Protests erupted late last month after biology professor Bret Weinstein sent an email to his colleagues arguing that the planned “day of absence” protest was itself a “form of oppression.”
The email was eventually published in the student newspaper, angering snowflakes on campus. On May 23, more than a month after Weinstein sent the email detailing his objections, an angry mob of about 50 students disrupted his class, accused him of being a racist and demanded that he resign, as Weinstein recounted in a column published in The Wall Street Journal.
As Weinstein noted in WSJ, the day of absence protest is a tradition at Evergreen. In previous years, students and faculty of color would meet off campus. But this year, the events’ organizers – who claimed that the election of President Donald Trump made them feel “unwelcome” on the campus of the far-left institution – instead invited white students, staff and faculty to leave campus.
Weinstein objected to the protest in an email sent to staff and faculty back in March where he argued that “on a college campus, one’s right to speak – or to be – must never be based on skin color.”
And now, in response to the farce, Washington state lawmakers have proposed legislation to revoke Evergreen's public funding, calling the students an "embarrassment." The bill is being spearheaded by Republican State Representative Matt Manweller, who introduced it alongside a letter to Washington State's Human Rights Commission requesting an investigation into the administration’s conduct.

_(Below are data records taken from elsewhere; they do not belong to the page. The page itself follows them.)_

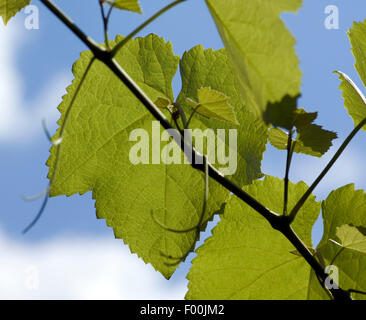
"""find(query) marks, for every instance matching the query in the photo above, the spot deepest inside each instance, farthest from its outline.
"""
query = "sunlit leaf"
(9, 8)
(95, 156)
(246, 259)
(213, 104)
(260, 47)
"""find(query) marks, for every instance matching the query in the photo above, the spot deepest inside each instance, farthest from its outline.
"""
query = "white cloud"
(87, 268)
(20, 119)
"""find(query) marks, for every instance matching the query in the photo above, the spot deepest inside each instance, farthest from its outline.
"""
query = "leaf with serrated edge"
(357, 35)
(352, 238)
(201, 68)
(354, 100)
(245, 258)
(95, 155)
(213, 104)
(344, 206)
(260, 47)
(9, 8)
(130, 5)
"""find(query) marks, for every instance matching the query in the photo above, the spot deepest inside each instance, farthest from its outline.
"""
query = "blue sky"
(68, 243)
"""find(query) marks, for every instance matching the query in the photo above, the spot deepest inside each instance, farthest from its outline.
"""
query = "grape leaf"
(246, 259)
(260, 47)
(201, 68)
(9, 8)
(95, 155)
(354, 100)
(314, 140)
(352, 238)
(311, 140)
(344, 206)
(303, 118)
(213, 104)
(130, 5)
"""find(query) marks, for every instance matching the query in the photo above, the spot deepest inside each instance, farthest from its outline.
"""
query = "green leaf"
(246, 259)
(278, 138)
(303, 118)
(95, 155)
(357, 36)
(314, 140)
(261, 48)
(201, 68)
(352, 238)
(130, 5)
(281, 114)
(213, 104)
(311, 140)
(9, 8)
(162, 102)
(344, 206)
(354, 100)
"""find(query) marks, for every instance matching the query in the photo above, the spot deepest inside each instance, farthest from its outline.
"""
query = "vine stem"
(142, 26)
(287, 173)
(306, 195)
(278, 222)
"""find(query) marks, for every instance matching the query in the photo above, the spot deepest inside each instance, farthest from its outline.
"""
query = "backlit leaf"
(95, 155)
(246, 259)
(9, 8)
(260, 47)
(130, 5)
(214, 104)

“You are a taxpayer funded school and the taxpayers expect you to provide an environment of education not a dystopia of indoctrination,” Mr. Manweller wrote.

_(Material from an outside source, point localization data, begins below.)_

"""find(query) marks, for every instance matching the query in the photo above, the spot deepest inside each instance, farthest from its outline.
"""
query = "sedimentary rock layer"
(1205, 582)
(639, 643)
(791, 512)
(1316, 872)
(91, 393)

“If your goal is to create a modern-day version of a reeducation camp, then do it on your own dime.”
While it would strip away some of the school's funding, students at Evergreen would still be eligible for financial aid if it passes.
Evergreen’s administration kowtowed to the protesters, with President George Bridges promising that no students would be disciplined for their disruptive and threatening behavior.
“That they would allow students to threaten professors and other students based on their race is simply horrifying,” Manweller continued.
“The administration bears direct responsibility for this situation. They hired the professors who have elevated the pseudo-science of ‘social justice’ to a religious movement. Now all dissent is crushed by threats of violence or actual violence."
"These students and their administration are trying to undo the Civil Rights Movement. They are trying to re-institute a Jim Crow approach to education that Americans rejected over 50 years ago,” Manweller told Campus Reform.
“We must never go back to a segregated society – whether it be drinking fountains, buses, or school buildings."
“It is incredibly frightening that the administration at Evergreen would tacitly support Brown-shirt tactics we have not seen since 1930s Germany. That they would allow students to threaten professors and other students based on their race is simply horrifying,” Manweller exclaimed.
While the bill’s chances of passing are unclear, Manweller says he’s optimistic.
Meanwhile, the Washington Times reports that more than 50 faculty members have sent a letter urging the administration to discipline Weinstein for…wait for it…endangering the college’s students, faculty and staff:
"Weinstein has endangered faculty, staff, and students, making them targets of white supremacist backlash by promulgating misinformation in public emails, on national television, in news outlets, and on social media.”
Of course, the irony of this is statement is staggering. As Weinstein told WSJ: Campus police recommended he hold class off campus because of threats made by protesters, some of whom stopped and searched cars traveling through campus, allegedly looking for Weinstein.